Determinants of children's exposure to pyrethroid insecticides in western France.

Pyrethroids are insecticides frequently used in agriculture and in the home; exposure occurs through dietary and non-dietary pathways, including indoor and outdoor environmental contamination. Our objective was to study the potential determinants of pyrethroid metabolite concentrations measured in children's urine samples and in the dust of their homes. Specifically, we measured urinary metabolites from morning spot samples of 245 six-year-old children living in Brittany (France) in 2009-2012 and from dust vacuumed from the floor of their homes. Mothers reported home insecticide use, dietary habits, sociodemographic data; residential and school proximity to agricultural crops was assessed with spatialized data. The metabolites cis-DBCA, trans-DCCA, cis-DCCA, 3-PBA, and F-PBA were detected in 84, 95, 64, 63, and 16% of the urine samples, respectively. Permethrin, cypermethrin, cyfluthrin, deltamethrin, and tetramethrin pyrethroids were detected in 100, 56, 9, 15, and 26% of the dust samples, respectively. Multiple regression analysis suggested diet plays a role in children's exposure, in particular, the food groups "pasta, rice or semolina" (for cis-DCCA and F-PBA), fruit (3-PBA), "breakfast cereals and whole grain bread" (cis-DBCA), and the global proportion of organic food in diet (for cis-DBCA, trans-DCCA). Children with a parent occupationally exposed to pesticides were about 3-times more likely to have higher urinary concentrations of 3-PBA (OR=2.8, 95% CI [1.2; 6.5]). Dust content was correlated mainly with household insecticide use: higher mean concentrations of permethrin (β=0.8 [0.3; 1.3], in μg/g) and an increased risk of a detectable level of cyfluthrin (OR=4.7 [1.7; 12.9]) were observed in home dust, for indoor use of at least twice a year. Outdoor insecticide use at least once a year was associated with detection in dust of cypermethrin (OR=3.0 [1.3; 6.7]) and tetramethrin (OR=3.7 [1.6; 8.3]).

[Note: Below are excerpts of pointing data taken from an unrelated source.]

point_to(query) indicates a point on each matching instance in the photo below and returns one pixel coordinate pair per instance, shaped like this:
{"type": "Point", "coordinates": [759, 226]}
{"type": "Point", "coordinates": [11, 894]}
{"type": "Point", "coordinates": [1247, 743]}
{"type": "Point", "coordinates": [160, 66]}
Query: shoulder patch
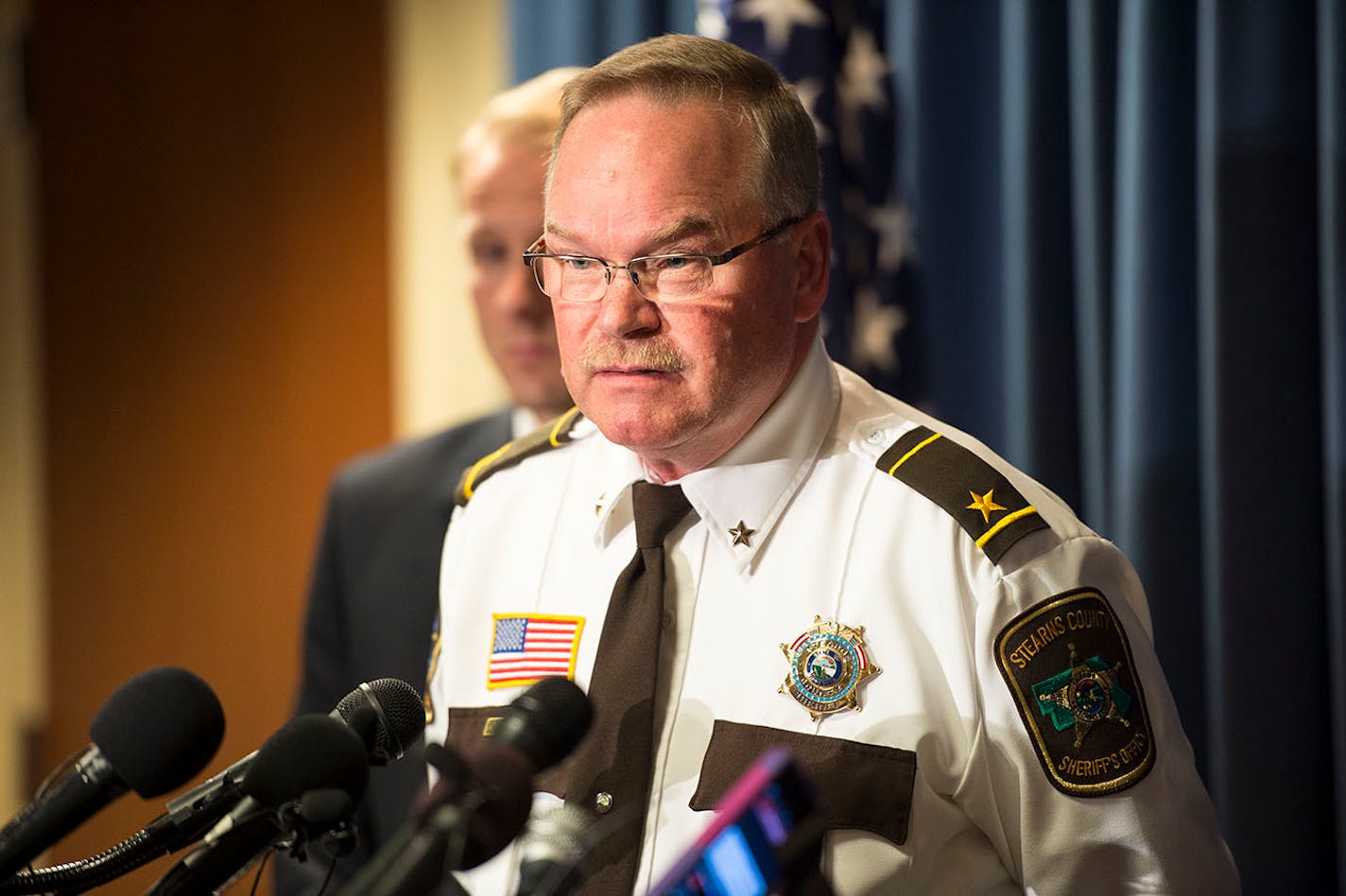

Three positive and one negative correlations (out of 11) between urinary metabolite concentrations and home dust contents of their possible corresponding parent compounds were observed. The strength of this study lies in its concurrent use of biomarkers, environmental measurements, and potential sources of exposure. Its limitations include the use of a single urine sample and imprecise data about pyrethroid use in local agriculture.